Earlier this week the Centers for Medicare & Medicaid Services (CMS) released a final rule (CMS-3819-F) that set minimum standards for home health agencies as Conditions of Participation (CoPs). According to CMS the rules are aimed at improving the quality of care for beneficiaries and boosting patients’ rights.
There are 39 home health agencies providing Skilled nursing care, physical therapy, occupational therapy and services to roughly 266,000 Medicare and 187,000 Medicaid beneficiaries in New Hampshire, according to CMS.
“Today’s announcement is the first update in many years to Medicare and Medicaid home health agency rules and reflects current best practices for in-home care, based on recommendations from stakeholders and medical evidence,” said Dr.

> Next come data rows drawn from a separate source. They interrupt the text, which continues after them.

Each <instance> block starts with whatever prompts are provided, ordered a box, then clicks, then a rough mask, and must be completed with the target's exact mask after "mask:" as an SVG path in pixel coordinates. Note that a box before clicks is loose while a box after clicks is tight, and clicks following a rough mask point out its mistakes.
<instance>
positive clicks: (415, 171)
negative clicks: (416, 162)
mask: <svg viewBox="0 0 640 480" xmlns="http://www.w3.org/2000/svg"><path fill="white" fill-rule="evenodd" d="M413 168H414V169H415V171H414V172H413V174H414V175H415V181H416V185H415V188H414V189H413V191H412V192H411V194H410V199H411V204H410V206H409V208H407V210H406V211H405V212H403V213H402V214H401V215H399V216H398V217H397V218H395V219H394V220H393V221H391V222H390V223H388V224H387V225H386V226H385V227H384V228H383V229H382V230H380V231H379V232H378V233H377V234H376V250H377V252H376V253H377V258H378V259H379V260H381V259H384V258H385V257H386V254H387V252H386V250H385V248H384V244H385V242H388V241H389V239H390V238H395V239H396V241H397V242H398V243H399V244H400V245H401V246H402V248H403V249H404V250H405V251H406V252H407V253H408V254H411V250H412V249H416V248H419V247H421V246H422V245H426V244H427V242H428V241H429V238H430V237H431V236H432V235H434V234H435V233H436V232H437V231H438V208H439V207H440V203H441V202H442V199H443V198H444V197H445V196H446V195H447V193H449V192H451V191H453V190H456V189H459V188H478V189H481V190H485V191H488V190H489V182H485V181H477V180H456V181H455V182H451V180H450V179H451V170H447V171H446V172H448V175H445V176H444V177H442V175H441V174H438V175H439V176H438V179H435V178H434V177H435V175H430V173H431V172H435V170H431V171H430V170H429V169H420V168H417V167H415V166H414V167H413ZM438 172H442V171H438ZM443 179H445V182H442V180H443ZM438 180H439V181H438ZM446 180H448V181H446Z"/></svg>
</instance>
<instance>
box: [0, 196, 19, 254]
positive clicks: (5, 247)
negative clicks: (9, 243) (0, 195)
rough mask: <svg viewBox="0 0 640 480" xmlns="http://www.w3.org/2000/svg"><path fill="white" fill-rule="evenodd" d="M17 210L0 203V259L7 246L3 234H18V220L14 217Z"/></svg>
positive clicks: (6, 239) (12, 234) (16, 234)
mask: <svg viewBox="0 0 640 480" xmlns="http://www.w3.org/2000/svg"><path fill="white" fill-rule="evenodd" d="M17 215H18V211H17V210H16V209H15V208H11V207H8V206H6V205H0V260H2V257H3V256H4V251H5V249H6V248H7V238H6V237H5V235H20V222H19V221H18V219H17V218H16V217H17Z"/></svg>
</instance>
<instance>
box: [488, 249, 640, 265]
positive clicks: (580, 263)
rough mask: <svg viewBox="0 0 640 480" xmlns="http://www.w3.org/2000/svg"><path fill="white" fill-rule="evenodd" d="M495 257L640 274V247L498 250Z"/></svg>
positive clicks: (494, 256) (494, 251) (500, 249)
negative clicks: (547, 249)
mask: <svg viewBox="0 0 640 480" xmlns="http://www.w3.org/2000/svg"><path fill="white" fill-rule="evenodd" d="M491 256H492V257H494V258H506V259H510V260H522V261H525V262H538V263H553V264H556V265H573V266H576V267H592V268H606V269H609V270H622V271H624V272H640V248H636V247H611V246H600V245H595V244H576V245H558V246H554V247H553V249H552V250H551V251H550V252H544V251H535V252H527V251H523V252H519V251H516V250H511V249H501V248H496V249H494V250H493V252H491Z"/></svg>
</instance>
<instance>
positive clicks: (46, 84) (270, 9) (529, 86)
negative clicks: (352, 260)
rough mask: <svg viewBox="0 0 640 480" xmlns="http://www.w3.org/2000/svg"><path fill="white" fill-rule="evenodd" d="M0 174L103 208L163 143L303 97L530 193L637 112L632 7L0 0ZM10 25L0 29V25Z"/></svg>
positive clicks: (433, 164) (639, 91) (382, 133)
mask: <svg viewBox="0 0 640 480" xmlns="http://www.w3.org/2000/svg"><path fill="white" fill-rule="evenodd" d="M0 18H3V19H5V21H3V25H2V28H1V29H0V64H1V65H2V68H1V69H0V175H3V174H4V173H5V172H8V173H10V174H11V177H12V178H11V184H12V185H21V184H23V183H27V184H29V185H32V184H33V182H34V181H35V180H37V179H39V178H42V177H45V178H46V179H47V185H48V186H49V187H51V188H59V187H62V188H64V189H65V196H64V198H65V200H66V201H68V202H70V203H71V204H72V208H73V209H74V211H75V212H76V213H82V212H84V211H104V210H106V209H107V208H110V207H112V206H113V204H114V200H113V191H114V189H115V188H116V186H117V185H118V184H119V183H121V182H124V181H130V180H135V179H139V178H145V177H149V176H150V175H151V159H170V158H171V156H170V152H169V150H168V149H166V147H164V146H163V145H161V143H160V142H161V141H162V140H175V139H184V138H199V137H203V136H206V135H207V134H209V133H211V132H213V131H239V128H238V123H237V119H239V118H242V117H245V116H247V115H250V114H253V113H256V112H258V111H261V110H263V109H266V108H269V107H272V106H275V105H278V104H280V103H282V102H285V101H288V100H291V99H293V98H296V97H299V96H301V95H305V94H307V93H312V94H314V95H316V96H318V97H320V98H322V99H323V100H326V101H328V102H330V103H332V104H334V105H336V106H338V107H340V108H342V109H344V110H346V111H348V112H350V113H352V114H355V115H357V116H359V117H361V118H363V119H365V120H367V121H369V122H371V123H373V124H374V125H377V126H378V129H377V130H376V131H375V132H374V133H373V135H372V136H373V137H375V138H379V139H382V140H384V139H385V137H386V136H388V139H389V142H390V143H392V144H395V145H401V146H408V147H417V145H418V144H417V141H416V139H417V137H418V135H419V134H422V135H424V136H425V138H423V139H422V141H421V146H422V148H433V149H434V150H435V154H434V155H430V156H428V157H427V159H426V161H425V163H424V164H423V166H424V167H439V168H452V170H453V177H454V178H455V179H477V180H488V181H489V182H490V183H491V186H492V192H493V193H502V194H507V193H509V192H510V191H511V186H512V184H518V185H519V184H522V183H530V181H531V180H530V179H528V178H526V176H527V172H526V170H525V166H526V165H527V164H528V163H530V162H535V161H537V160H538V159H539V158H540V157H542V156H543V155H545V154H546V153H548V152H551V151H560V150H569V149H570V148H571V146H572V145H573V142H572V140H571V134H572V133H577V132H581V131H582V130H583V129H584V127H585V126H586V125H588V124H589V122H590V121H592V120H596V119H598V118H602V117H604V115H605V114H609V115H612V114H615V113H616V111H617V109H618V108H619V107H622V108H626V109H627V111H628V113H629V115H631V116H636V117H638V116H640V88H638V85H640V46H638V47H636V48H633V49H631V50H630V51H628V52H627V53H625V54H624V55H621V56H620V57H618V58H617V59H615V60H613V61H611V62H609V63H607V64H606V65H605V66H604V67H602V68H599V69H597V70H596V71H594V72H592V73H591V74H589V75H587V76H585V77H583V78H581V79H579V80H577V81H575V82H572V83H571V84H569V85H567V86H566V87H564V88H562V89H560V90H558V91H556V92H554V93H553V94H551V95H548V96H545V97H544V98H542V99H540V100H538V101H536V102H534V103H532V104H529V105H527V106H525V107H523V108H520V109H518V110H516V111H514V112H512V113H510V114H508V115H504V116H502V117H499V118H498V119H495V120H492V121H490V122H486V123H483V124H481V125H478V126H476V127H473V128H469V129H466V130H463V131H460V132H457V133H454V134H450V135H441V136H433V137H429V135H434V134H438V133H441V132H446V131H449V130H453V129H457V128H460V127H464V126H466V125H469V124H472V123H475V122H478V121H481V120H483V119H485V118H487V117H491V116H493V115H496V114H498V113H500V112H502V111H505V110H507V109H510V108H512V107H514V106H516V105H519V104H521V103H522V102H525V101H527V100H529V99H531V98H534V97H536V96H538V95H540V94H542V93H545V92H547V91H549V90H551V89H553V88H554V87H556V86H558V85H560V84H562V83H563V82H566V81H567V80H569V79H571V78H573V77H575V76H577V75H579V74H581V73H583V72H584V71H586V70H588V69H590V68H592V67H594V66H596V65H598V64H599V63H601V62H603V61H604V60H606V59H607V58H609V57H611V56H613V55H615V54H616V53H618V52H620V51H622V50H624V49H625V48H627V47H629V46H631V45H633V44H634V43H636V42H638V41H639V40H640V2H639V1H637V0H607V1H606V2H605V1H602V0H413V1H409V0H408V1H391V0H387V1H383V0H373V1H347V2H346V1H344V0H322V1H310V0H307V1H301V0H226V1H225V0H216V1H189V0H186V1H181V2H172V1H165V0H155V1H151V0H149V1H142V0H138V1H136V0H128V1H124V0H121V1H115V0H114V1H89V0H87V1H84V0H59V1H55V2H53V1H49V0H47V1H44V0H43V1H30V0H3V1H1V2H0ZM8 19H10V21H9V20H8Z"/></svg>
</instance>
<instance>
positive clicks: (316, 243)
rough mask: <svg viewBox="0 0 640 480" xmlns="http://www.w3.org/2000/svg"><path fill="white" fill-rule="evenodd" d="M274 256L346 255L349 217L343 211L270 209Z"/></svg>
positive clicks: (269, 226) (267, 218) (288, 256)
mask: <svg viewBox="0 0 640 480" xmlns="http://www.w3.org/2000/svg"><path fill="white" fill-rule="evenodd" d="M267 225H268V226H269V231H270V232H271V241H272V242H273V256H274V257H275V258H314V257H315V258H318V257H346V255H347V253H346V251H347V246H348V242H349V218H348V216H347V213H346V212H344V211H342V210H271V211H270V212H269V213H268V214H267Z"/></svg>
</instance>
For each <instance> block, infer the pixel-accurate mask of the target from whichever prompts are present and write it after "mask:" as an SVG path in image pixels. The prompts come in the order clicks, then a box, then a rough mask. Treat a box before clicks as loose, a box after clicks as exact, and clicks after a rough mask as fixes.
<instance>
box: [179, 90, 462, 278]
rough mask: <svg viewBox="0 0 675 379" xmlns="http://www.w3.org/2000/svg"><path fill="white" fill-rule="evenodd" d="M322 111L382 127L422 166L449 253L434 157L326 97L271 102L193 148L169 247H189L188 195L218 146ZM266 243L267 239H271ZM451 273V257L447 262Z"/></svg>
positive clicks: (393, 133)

Kate Goodrich, CMS’s chief medical officer and the director of its Center for Clinical Standards, in a statement announcing the rule.
The 374-page rule sets out conditions for home health agencies to be able to participate in federal Medicare and joint federal-state Medicaid programs. They include requirements in training, competency and patient rights.
The final rule requires that patients and caregivers receive written information about services, such as instructions for medications or contact information for clinical managers at home health agencies.
Other requirements focus on integrated, coordinated care. The rule expands a requirement for patient care coordination that designates a licensed clinician as responsible for services such as coordinating referrals. An integrated communication system is another requirement, aimed at ensuring that a home health agency and patient’s physician communicate with each other.
“We are revising the home health agency requirements to focus on a patient-centered, data-driven, outcome-oriented process that promotes high quality patient care at all times for all patients,” the final rule says.
According to CMS, this regulation change is focused on assuring the protection and promotion of patient rights; enhancing the process for care planning, delivery, and coordination of services; and building a foundation for ongoing, data-driven, agency-wide quality improvement.
Several principles guided the new conditions of participation, according to the rule. One was to develop more continuous, integrated care processes. Another was to use a “patient-centered, interdisciplinary approach” that recognized the contributions of “various skilled professionals.” The new conditions for home health agencies also tried to eliminate administrative requirements that were not seen as helping patients.Home health agencies must meet these requirements and others laid out in the rule to be eligible to provide services to Medicare and Medicaid beneficiaries. The regulations are set to take effect July 13, 2017.